Now you’ve got job descriptions for all of your staff, so it is time to explain to them when and how you want these things done. The best way to do this is to create clear routines that define your expectations.
Routines are simply a to-do list charted out by day and by week that help your staff members understand how to execute the job you need them to do. This week we will start with your team members and next week we will look at what your routines should look like to ensure you are following up.

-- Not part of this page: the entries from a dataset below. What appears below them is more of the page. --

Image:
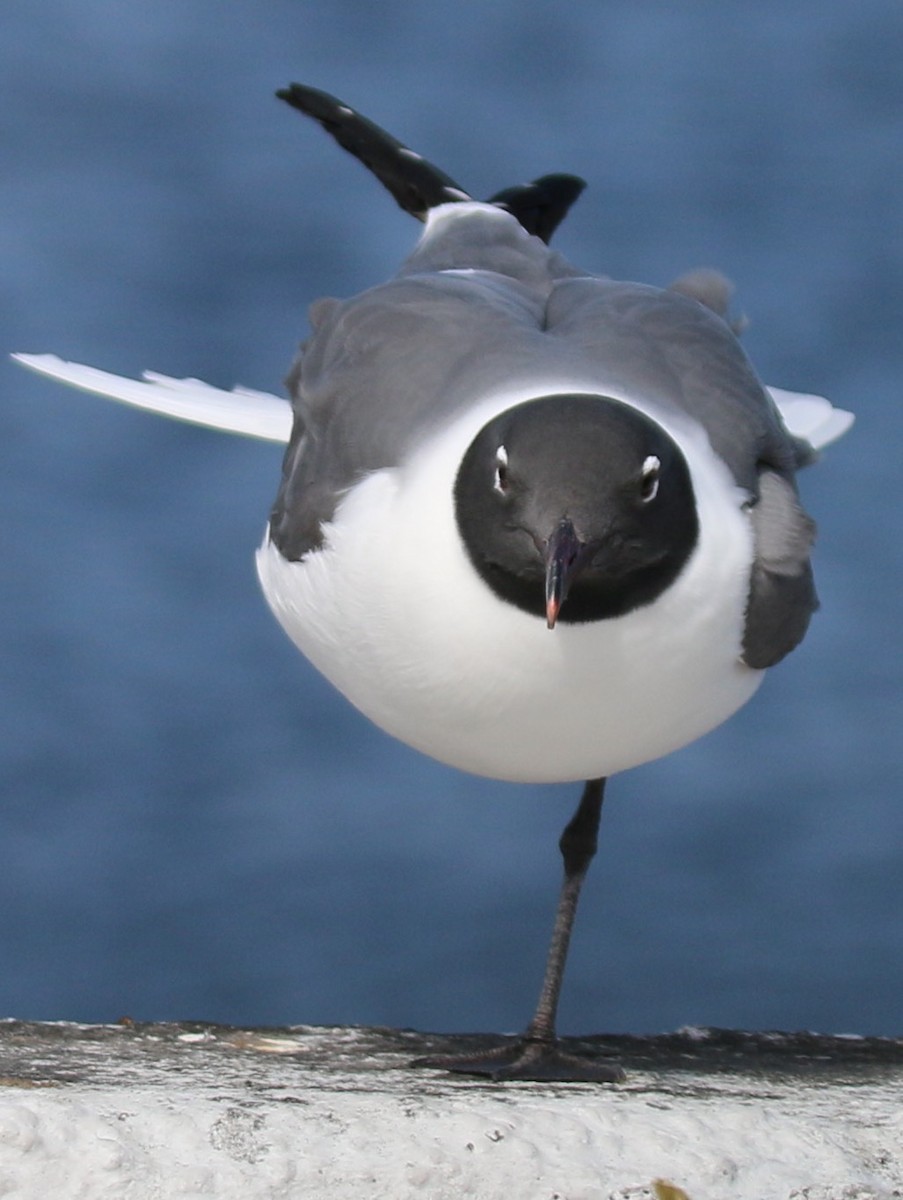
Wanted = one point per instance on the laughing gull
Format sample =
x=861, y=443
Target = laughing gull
x=536, y=523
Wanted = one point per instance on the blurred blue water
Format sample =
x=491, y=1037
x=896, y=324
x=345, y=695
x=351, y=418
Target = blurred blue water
x=191, y=822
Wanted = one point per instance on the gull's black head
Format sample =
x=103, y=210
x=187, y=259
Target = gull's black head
x=575, y=508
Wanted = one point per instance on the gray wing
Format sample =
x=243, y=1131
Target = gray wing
x=668, y=347
x=383, y=369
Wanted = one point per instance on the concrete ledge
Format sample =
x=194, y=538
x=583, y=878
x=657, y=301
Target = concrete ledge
x=133, y=1111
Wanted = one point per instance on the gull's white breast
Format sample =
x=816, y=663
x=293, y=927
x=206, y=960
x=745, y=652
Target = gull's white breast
x=392, y=611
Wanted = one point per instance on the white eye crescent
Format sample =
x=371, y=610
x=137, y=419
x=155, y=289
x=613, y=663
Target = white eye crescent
x=649, y=478
x=500, y=484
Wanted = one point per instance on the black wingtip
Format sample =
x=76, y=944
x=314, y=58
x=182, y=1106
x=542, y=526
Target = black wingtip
x=416, y=184
x=542, y=205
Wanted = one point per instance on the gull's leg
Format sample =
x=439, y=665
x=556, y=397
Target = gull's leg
x=537, y=1055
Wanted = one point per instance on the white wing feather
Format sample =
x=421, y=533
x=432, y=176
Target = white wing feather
x=812, y=418
x=259, y=414
x=256, y=414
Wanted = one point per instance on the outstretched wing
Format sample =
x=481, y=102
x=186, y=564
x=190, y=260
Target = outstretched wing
x=257, y=414
x=418, y=185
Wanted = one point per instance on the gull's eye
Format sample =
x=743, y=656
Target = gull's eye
x=500, y=484
x=649, y=479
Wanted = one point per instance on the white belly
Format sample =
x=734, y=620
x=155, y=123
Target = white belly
x=392, y=612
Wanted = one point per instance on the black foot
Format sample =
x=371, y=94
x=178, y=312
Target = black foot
x=528, y=1060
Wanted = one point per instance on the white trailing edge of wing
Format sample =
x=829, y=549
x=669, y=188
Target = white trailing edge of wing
x=812, y=418
x=256, y=414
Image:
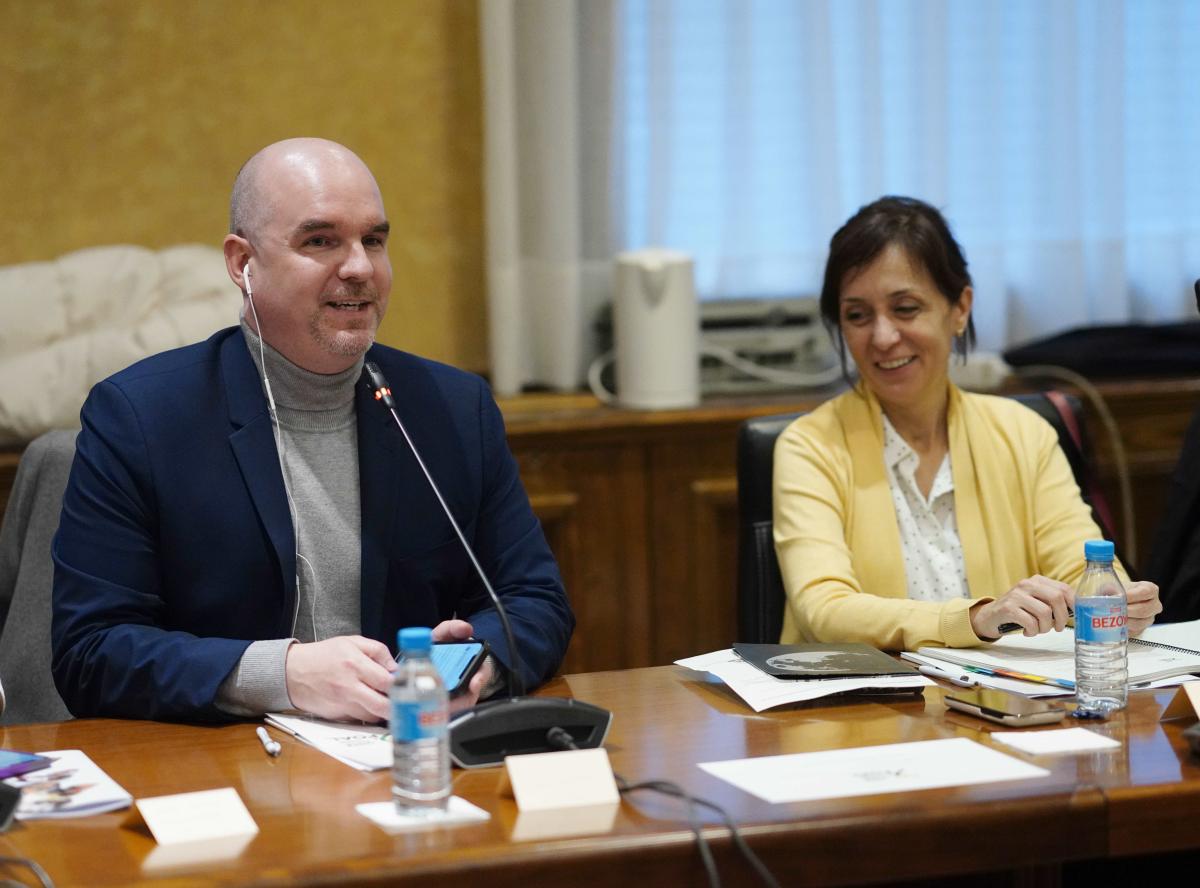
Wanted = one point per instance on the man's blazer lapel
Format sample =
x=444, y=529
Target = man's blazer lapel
x=252, y=438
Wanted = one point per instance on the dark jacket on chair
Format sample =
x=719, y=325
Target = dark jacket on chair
x=175, y=549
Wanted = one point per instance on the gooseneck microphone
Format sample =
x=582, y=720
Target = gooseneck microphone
x=491, y=731
x=383, y=393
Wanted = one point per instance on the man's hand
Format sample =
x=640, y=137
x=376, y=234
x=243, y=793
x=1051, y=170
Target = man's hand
x=1036, y=604
x=1144, y=605
x=342, y=678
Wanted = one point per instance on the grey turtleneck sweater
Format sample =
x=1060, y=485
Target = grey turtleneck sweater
x=317, y=438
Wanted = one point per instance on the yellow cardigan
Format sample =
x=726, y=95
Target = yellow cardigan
x=1017, y=503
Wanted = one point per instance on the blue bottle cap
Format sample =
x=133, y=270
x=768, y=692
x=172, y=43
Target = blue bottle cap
x=414, y=639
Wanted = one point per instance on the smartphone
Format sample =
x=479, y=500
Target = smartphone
x=457, y=661
x=1003, y=708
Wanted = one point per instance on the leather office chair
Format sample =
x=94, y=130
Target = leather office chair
x=761, y=597
x=27, y=580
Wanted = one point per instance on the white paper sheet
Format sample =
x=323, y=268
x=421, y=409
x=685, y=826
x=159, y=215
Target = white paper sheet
x=1013, y=685
x=763, y=691
x=1071, y=739
x=868, y=771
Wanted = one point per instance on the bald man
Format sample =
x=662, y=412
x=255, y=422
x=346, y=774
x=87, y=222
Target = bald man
x=244, y=529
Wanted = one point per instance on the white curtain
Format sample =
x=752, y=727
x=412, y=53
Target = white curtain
x=547, y=107
x=1061, y=139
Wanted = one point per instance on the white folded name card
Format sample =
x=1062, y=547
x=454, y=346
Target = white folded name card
x=196, y=816
x=569, y=779
x=1185, y=705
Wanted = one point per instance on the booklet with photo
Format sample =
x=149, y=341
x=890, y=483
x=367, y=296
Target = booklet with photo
x=71, y=786
x=817, y=660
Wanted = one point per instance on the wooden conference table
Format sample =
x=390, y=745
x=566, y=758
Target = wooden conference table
x=1140, y=799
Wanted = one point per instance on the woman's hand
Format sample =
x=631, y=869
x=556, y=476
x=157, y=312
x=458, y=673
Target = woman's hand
x=1037, y=605
x=1144, y=605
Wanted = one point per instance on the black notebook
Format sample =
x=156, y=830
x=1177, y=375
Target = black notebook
x=817, y=660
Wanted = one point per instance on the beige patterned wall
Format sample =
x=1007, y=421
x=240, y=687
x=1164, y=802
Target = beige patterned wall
x=126, y=120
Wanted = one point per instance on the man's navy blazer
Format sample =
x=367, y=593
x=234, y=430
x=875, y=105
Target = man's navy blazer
x=175, y=547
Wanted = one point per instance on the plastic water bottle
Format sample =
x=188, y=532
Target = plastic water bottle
x=420, y=751
x=1102, y=634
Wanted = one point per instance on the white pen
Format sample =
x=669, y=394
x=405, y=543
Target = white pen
x=271, y=747
x=961, y=679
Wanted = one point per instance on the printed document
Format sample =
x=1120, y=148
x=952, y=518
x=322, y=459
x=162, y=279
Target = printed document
x=869, y=771
x=363, y=747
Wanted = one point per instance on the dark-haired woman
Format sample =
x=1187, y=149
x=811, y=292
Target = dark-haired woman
x=910, y=513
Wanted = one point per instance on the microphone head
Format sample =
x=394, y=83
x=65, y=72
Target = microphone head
x=378, y=384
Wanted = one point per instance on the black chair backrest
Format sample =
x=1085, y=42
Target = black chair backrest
x=761, y=597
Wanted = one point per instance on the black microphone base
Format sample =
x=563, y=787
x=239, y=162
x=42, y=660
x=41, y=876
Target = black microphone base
x=484, y=736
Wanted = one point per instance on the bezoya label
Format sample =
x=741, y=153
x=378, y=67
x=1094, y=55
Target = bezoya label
x=1101, y=621
x=414, y=720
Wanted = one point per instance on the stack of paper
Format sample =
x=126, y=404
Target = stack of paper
x=1050, y=658
x=70, y=787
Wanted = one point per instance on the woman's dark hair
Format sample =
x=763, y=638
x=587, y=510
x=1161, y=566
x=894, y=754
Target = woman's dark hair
x=923, y=234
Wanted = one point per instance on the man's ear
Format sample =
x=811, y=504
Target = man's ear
x=237, y=251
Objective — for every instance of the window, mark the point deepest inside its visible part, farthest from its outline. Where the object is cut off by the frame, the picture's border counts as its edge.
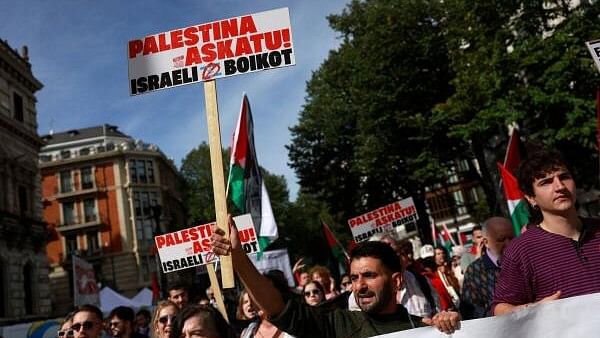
(23, 200)
(89, 209)
(66, 181)
(18, 106)
(69, 213)
(71, 244)
(132, 171)
(92, 242)
(150, 171)
(87, 181)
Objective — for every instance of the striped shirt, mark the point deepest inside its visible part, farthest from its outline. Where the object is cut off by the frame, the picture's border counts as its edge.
(539, 263)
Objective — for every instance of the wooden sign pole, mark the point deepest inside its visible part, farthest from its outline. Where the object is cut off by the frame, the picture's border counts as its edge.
(214, 283)
(216, 164)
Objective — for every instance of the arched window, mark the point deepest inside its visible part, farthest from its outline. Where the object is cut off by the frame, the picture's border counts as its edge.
(28, 287)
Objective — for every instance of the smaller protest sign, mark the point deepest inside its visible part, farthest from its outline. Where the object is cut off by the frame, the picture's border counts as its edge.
(384, 219)
(594, 48)
(191, 247)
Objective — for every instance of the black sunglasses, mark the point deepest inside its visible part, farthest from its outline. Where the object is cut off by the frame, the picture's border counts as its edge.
(314, 292)
(165, 319)
(66, 333)
(88, 324)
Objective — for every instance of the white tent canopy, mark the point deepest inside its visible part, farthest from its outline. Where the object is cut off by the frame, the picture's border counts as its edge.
(110, 299)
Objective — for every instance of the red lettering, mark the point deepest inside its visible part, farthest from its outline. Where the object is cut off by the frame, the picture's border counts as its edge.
(160, 241)
(257, 41)
(242, 46)
(229, 28)
(208, 50)
(162, 42)
(176, 39)
(224, 49)
(192, 57)
(191, 38)
(135, 47)
(247, 25)
(150, 45)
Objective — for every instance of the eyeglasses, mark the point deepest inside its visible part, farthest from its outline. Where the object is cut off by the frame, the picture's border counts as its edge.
(166, 319)
(66, 333)
(88, 324)
(312, 292)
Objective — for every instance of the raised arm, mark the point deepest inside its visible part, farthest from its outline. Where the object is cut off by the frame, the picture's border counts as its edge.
(262, 291)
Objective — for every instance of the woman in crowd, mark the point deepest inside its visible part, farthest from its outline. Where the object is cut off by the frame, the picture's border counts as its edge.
(162, 321)
(321, 274)
(245, 313)
(313, 292)
(201, 321)
(262, 327)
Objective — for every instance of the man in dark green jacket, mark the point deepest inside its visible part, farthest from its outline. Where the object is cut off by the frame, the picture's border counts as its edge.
(376, 275)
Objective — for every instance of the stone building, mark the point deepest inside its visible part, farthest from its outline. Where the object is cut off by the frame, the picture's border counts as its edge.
(104, 196)
(24, 287)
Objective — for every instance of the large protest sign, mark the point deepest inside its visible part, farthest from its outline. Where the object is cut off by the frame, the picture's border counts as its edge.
(85, 289)
(191, 247)
(384, 219)
(211, 50)
(563, 318)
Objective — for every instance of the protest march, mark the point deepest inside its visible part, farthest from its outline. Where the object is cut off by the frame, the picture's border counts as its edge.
(317, 169)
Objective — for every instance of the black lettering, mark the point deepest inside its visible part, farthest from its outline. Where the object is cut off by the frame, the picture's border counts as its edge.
(229, 67)
(165, 80)
(275, 59)
(287, 59)
(243, 64)
(153, 82)
(177, 77)
(142, 83)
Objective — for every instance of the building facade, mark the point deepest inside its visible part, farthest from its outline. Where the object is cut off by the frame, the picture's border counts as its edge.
(24, 290)
(105, 196)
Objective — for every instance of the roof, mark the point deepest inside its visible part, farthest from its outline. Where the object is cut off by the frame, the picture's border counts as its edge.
(83, 133)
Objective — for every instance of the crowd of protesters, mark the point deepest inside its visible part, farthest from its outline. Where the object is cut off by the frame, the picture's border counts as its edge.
(389, 287)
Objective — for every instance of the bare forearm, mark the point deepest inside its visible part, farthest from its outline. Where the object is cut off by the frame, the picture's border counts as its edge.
(260, 288)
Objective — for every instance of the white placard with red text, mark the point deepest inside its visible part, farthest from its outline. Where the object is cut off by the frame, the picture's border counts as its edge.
(211, 50)
(384, 219)
(191, 247)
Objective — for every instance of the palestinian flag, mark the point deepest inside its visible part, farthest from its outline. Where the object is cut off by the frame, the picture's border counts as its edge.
(336, 248)
(245, 184)
(514, 197)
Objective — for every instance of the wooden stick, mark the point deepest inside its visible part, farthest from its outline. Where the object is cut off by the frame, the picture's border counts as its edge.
(214, 284)
(216, 163)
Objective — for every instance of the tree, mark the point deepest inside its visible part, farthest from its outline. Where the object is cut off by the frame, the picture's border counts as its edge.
(366, 134)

DAILY: Start with those things they need to do every day. Examples include check mail daily, check messages hourly, call for appointment reminders for 7 days out, call for appointment reminders for unconfirmed appointments 2 days out, etc.
WEEKLY: Next, map out the things that are done less frequently, assigning a day they should be completed. Examples include: Perform vaccine inventory and ordering on Tuesdays, order office supplies on Fridays, follow up on TB tests on Tuesdays and Thursdays.
MONTHLY/QUARTERLY: Finally, assign monthly tasks to different weeks of the month to ensure they are completed and not forgotten. You can easily divide months into 4 weeks so assign Week 1, Week 2, Week 3 tasks, etc. For months that could be considered to have 5 weeks (March, June, September, December), assign tasks that need to be completed quarterly, if any. See the example in the picture below.
Make sure the tasks cover all of the things that need to be done on any sort of regular basis. Next week we will talk about leadership routines to make sure you are following up appropriately. I promise you, though, that breaking down every staff member’s job in this way will be a huge help to them to see how they can fit it all in and to you as you follow up to ensure things are getting done appropriately.